In response to the continuing polarizations regarding same-sex attractions and a non-traditional gender, including the continued debates surrounding banning or offering "conversion" therapies, we propose an alternative approach. We call upon families, mental health professionals, lawmakers, professional organizations, religious communities and individuals to move beyond the familiar adversarial strategies and to focus instead on collaborative efforts that foster respectful dialogue and a shared commitment of two core principles of ethical mental health services: 1) facilitate individual self-determination and 2) do no harm.

The ethical principle of self-determination requires that each individual is seen as a whole person and supported in their right to explore, define, articulate and live out their own identity. For that reason, it is essential to acknowledge the broad spectrum of sexual and gender identities and expressions. In order to do so, it is necessary to have an equal understanding of and respect for sexual and gender minorities as well as the religious, spiritual and other ideological values of individuals and communities.

To reduce the risk of harm, it is essential to understand that a person is not mentally ill or developmentally delayed simply because they experience same-sex attractions or a non-traditional gender. While acknowledging that shifts in sexuality and gender identity can and do occur for some people, we believe it is unethical to focus treatment upon an assumption that a change in sexual orientation or gender identity will or must occur. It is also unethical to devalue the religious and other ideological values of others.

We believe the focus of treatment should be on exploring with individuals the source(s) of their distress, their beliefs and values about sexuality/gender, the nuances of their experience with sexuality/gender and realistic outcomes that might occur based on their unique experience. Therapies to help those in distress with their sexual orientation or gender expression are only ethical if each individual is guaranteed a safe environment in which to discover and express their whole authentic self.

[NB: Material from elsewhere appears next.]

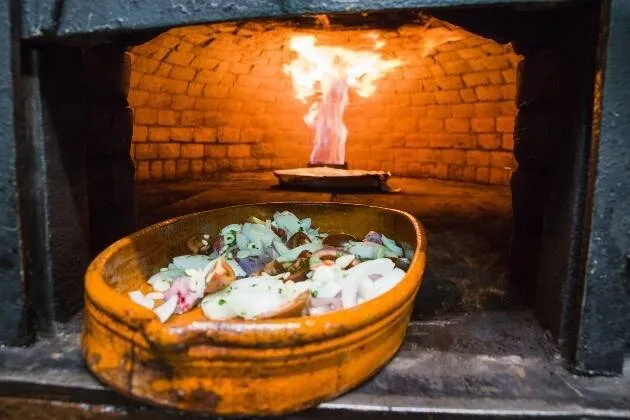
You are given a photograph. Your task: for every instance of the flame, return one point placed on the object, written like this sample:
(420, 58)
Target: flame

Our call to action is for all interested parties in this debate to move beyond the battle lines of exclusion, legislation and litigation. We challenge all parties to create bridges for collaborative engagement with those who are perceived as the "other." We believe that this respectful process will provide more hope and be a more effective route to resolve the distress associated with same-sex attractions or a non-traditional gender.

Lee Beckstead, Ph.D., Aspen Grove Counseling; Jerry Buie, LCSW, Pride Counseling; Shirley Cox, DSW, PhD., BYU School of Social Work; Ty Mansfield, Ph.D. candidate and president, North Star; David Matheson, CMHC; Candice Metzler, Ph.D. candidate and president, Transgender Education Association of Utah; David Pruden, M.A., executive director, Alliance for Therapeutic Choice & Scientific Integrity; Marybeth Raynes, LCSW, Crossroads Psychotherapy; Jim Struve, LCSW, coordinator, LGBTQ-Affirmative Psychotherapy Guild of Utah.